The family  is connected to another family called the Fludd's who are potters and the description of the works they create sound absolutely beautiful. The fantastical elements portrayed in the clay sound mysterious and beautiful. The book is filled with the lovely elements of art and story. I was enamoured with the description of all the artistic people and their creations: puppets, pottery, the Gloucester Candlestick in the Victoria and Albert Museum, and the plays they perform. The book also includes several real works of fiction that were created around this time including the play Peter Pan and varying poets and works of art. I loved this reference to a poem of the period. "Love is a standing, or still growing light"

What bogged me down was the historical elements of the story. The author makes an effort to tie in historical pieces to the story that tell you what was current and interesting to the people of the society around this time. These descriptions although fascinating for their historical value and picture of a different life, make the story slow and bogged down. They are not blended into the magical elements of the story, and stand out like sore thumbs amidst the more fluid elements of the story.

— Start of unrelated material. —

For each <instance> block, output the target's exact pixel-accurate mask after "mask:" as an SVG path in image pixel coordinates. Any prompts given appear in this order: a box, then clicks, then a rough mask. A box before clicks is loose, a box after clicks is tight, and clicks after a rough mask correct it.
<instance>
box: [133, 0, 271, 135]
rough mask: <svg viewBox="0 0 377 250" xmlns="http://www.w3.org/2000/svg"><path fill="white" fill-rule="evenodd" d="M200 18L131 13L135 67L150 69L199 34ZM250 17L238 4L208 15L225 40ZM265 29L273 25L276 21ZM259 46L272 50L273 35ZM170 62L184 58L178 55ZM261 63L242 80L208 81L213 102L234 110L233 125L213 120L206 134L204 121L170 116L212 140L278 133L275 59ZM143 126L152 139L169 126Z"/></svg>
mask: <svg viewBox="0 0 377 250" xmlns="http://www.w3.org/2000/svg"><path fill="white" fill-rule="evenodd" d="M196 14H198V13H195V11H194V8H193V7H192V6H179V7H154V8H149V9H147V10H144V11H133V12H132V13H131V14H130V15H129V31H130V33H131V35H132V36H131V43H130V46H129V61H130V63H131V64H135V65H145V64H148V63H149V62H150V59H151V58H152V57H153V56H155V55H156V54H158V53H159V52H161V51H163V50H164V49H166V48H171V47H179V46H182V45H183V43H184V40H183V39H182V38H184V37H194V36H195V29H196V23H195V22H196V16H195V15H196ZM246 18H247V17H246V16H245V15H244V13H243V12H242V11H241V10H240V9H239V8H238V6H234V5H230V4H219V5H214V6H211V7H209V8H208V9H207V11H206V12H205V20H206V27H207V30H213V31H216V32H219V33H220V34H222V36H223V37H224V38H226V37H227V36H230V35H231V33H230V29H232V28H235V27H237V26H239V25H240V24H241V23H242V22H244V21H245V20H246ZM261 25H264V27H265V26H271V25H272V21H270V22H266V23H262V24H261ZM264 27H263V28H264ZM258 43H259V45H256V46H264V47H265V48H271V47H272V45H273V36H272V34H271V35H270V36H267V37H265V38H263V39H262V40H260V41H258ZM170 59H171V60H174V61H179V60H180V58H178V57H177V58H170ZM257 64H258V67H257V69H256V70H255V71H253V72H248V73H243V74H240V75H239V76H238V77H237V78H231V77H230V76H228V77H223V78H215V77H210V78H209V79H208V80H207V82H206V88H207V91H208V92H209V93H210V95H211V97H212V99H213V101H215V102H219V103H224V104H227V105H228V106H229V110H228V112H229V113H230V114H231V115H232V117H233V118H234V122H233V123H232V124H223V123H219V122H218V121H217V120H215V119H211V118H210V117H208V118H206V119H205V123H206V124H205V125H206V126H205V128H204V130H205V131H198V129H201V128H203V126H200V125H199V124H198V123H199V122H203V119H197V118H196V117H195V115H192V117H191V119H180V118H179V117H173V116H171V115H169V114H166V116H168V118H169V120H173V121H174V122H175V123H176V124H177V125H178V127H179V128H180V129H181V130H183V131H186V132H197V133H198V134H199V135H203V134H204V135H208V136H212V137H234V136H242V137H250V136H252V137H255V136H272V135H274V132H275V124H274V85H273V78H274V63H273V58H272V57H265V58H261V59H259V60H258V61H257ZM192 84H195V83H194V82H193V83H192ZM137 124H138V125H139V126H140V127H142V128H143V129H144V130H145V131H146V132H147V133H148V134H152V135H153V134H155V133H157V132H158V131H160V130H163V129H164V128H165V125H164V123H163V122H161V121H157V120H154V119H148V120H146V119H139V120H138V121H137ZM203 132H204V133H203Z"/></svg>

This ideas in this novel definitely fit with mine, however. There were many points in the story where I would get very excited by things that varying characters in the novel said. Since one of the main characters is a writer there are a lot of references to what role stories play in our life. One of the daughters Griselda, sets out to study fairytales at university to figure out what themes emerge from them. Here are a few things she says about her studies. "It's really the ways in which fairy tales aren't myths that interest me" and "They work according to some sort of rules and I'd like to work out what they are". I have always been a huge fan of the idea that fairy tales convey deep truth. It is one of the reasons why I chose this book early on in reading books from the list of 1001 because I felt I would like the ideas in it.

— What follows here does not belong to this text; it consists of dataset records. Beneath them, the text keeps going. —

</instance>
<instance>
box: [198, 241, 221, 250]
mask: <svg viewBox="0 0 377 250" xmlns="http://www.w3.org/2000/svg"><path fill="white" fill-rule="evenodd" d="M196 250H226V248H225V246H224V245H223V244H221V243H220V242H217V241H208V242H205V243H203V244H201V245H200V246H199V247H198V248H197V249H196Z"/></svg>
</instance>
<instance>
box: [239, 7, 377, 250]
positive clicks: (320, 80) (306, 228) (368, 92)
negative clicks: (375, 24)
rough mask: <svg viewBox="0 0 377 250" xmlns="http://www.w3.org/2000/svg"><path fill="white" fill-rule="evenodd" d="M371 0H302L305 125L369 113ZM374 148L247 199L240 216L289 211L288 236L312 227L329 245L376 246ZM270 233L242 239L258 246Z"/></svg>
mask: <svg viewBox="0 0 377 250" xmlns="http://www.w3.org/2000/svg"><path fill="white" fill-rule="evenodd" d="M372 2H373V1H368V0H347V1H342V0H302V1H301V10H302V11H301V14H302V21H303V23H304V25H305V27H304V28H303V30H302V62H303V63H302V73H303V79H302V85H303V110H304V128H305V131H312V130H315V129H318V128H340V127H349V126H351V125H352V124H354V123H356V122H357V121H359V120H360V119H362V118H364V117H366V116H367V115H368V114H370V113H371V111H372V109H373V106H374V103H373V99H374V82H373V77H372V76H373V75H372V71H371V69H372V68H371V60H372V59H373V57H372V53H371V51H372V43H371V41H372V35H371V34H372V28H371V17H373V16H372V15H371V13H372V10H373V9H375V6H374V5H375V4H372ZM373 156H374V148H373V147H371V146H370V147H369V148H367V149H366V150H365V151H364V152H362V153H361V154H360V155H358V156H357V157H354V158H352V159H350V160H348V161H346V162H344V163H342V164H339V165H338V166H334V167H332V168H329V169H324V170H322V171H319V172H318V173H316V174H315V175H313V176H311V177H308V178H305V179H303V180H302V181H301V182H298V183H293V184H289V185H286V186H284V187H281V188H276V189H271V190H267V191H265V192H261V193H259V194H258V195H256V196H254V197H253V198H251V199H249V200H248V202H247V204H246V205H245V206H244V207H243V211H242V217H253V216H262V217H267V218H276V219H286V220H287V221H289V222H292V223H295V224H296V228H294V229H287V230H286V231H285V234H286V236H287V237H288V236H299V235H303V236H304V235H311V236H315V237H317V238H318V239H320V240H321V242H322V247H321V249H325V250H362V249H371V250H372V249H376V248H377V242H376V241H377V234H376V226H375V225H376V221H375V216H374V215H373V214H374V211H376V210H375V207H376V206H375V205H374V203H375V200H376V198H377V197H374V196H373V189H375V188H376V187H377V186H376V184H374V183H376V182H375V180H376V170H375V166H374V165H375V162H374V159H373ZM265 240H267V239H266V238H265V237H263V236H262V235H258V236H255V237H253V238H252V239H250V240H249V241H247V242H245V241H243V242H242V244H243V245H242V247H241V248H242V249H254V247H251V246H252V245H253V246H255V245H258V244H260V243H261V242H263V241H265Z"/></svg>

Lastly, although the historical parts bogged down the book, there were a few interesting moments for me in it. The status of women was very clearly portrayed through this book. The suffragette movement was depicted in all it's gruesome details, as was the fact that women couldn't study for full degrees at universities. One of the women in the book gets pregnant out of wedlock and it is clear that her fate is horribly changed by this mistake. The other thing that was very clearly portrayed was the horror of the first world war. It devastated many of the characters in the book, and was very accurately portrayed in all its messiness and horror. I have always had a trauma response to the First World War and can cry at a drop of a hat with the least mention of it. I was a mess as I read the last section of the novel. Fortunately for me my boyfriend was here to comfort me or I might stepped away from the novel altogether. I was most struck by the fact that a generation of men was decimated by the war.

Although the book has a low rating, I did enjoy large parts of the book. It took me a lot of weighing to give the book a rating out of five stars, because I so badly wanted to like it. In the end I decided that the fact that I got lost in the middle was fact enough that I couldn't rate it higher.